実は、スポーツに言語の力を!的な発想がサッカー界にも採用されているのだそうです。
2007年冬に出版された「『言語技術』が日本のサッカーを変える」という、日本サッカー協会専務理事を務める田嶋幸三氏の著書で、そのことが語られています。
氏はヨーロッパの大会にU-17のチームを連れて行った際に、ヨーロッパ諸国のチームと日本チームの歴然とした差を目の当たりにし、愕然としたそうです。
そして、その差は「帝王学」、「エリート教育」の有無にあると感じたのだそうです。
エリート教育を日本サッカー界に導入する。その1つの大きな軸が「言語技術」の向上プログラムだったのです。
これは何ともすごい発想ですね!(^^)!
なぜ言語技術の習得がサッカーに活きるのかというと、
-ここから引用(同書P38)
「
瞬間的に状況を分析して、的確に判断するためには、サッカーの場面だけの言語を習得するだけでは十分とはいえません。
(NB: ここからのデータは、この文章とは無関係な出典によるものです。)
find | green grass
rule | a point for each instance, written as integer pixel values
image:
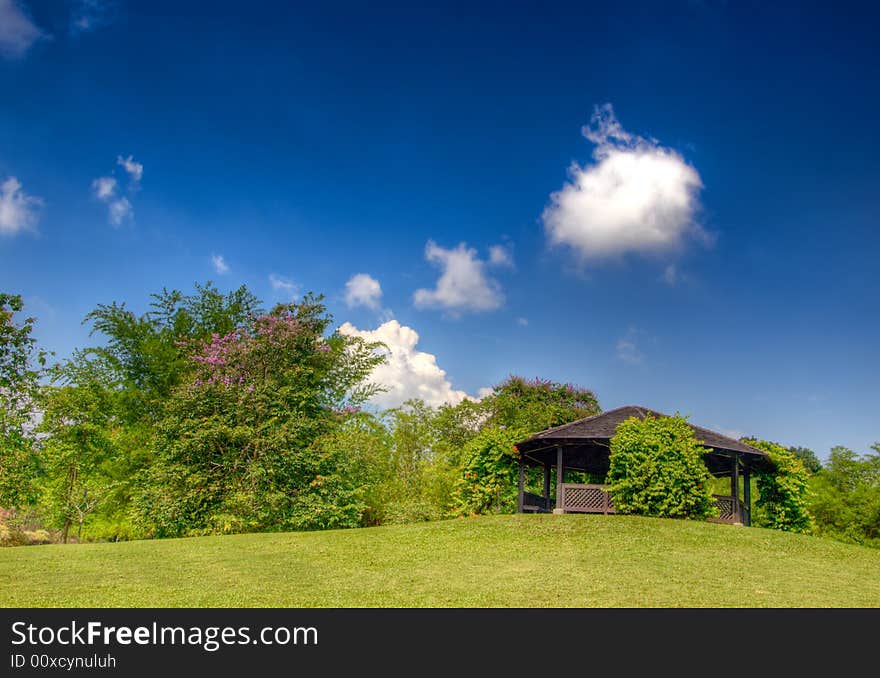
(520, 561)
そこで、あらゆる状況に置かれたときでも論理的に考えて分析し、判断ができるように「言語技術」を学んでいかなければならない、と考えたわけです。
」
言葉をなおざりにして、曖昧に済ますことなく、お互いに明確に意志を伝え合える関係を作る。その際には明確な根拠と論理を持って伝える。
そういう日常的な思考と言葉のトレーニングを続けていくことで、試合の際の瞬間的なプレーでも活きてくるというわけですね。もちろん、練習でもお互いに意見を交換し合って、判断を磨き合い、そして共有し合う訳です。
なんともすごいですね。(^^)
でも、この考え方は私たちにも絶対に必要なことなんです。
私が「じっくり読む読書も大事にしましょう」っていうのもそれです。
本をじっくり読む。ワークがあれば、これまたじっくり取り組む。時には自分に引きつけてシミュレーションしてみる。
そういう思考のトレーニングが、手本のない事態に遭遇した時の、瞬時の的確な判断力を養います。
未来はいつだって、誰にとっても未経験です。
誰かの書いた本に答えが書いてあるなんて考えない方がいい。
であれば、本を読んで何を手に入れるべきかというと、「本を読まなくてもいい自分」なんですね。
そういう「頼れる自分」がいるから、本を読んで手に入れた情報が活きてくるわけです。
サッカー界が導入した「言語技術」のトレーニングを、あなたの生活やビジネス、あるいは教育に採り入れてみてはいかがでしょうか?